The problem with this debate is that it is intrinsically flawed — because it uses static rather than dynamic analysis.
Let's deal with — and eliminate — Russell first: In all but two of the seasons in which Russell won his 11 championships, the NBA had just nine teams — meaning that all the Celtics, for whom Russell played, had to do is beat out eight other teams to win the championship (the NBA expanded to 12 teams in 1967-68, when Russell won his 10th ring, and to 14 in 1968-69, when he won his 11th).
By contrast, when Jordan won his six titles, he had 26 other teams to beat out for the first three and 28 for the last three. So he had a much rougher row to hoe than Russell had — and what's more, he "three-peated" not once, but twice (yes, Russell "eight-peated" — but, as noted above, his Celtics had only one third as many teams to beat out).
And while Wilt Chamberlain holds the all-time record for most points per game in a season (50.4), and even scored 100 points in a game (both in 1961-62), his paltry two rings (and he also played in a league that had far fewer teams than today's) clearly rank him behind Jordan — and James, who has four.
As for Bryant, his support for GOATship is purely sentimental, given the tragic circumstances of his death — even though he was on five NBA championship teams and also started in all 82 regular-season games four times, which most of those who think that he is the GOAT probably don't even know about.
Of course it is not only in basketball where Looking For Mr. GOATbar prevails.
In an episode of Law & Order (which might actually be the GOAT when it comes to crime dramas — 456 episodes and it's still going strong!), Jerry Orbach and Jesse L. Martin bickered back and forth about who baseball's best hitter of all-time is/was. At first, the debate was simply between whether Babe Ruth or Hank Aaron was better — but when Orbach persisted in asserting that Ruth was the GOAT, Martin, who is African-American, let Orbach have it with the piercing line that Ruth never faced the best pitchers of his time (which he didn't, because black players, including such pitchers as Satchel Paige, were relegated to the Negro Leagues when Ruth played).
But politics aside, baseball has evolved: In 1968, the two major leagues combined to hit .236 — the lowest such average ever recorded. Over the last decade, that average has been in the .250s every year. Therefore, stats compiled in 1968 are not directly comparable to stats compiled over the last decade — most notably Bob Gibson's 1.12 ERA in 1968, and Denny McLain's 31-6 record in that same year, when there were 339 shutouts in both leagues combined, and Carl Yastrzemski won the American League batting title at .301, the lowest average for a league batting champion in major league history.

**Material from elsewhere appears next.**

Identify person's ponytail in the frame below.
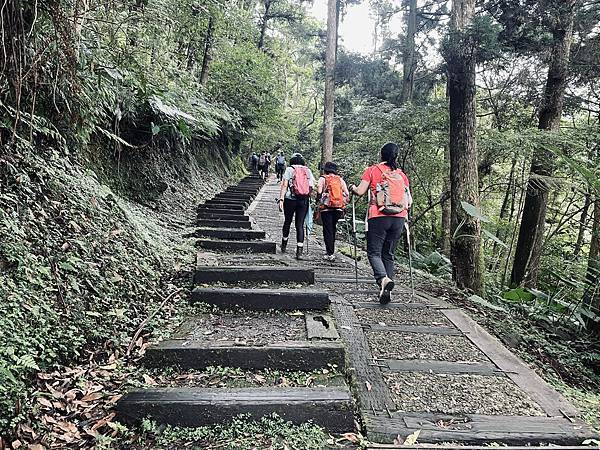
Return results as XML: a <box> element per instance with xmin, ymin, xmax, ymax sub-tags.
<box><xmin>380</xmin><ymin>142</ymin><xmax>399</xmax><ymax>170</ymax></box>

Football offers an even more blatant example: In 1977 — the last year before the Mel Blount rule, aka the "chuck rule," was implemented, NFL teams as a whole actually rushed for more yards than they passed for (143.9 yards rushing per game to 141.9 yards passing per game). In all recent years, however, a 2-1 ratio, give or take, has prevailed in favor of passing yards (in 2020 the respective averages were 118.9 yards rushing per game and 240.2 yards passing per game). In 1977, Buffalo led the league with 180.7 yards passing per game; in 2020, New England averaged 180.6 yards passing per game — and finished 30th! And the NFL as a whole rushed for a truly pathetic 106.5 yards per game in 1999.
Thus the phenomenon known as "grade inflation" in the educational system applies even more emphatically when comparing quarterbacks who played as recently as the early and mid-1970s with quarterbacks playing in today's NFL — and applies in reverse to running backs (although the lengthening of the regular-season schedule from 14 games to 16 games in 1978, and to 17 games starting this season, has somewhat tempered the "grade deflation" at that position).
So when someone asks you who you think is the GOAT in any sport, go all Rhett Butler on them and say, "Frankly, dear, I don't give a damn."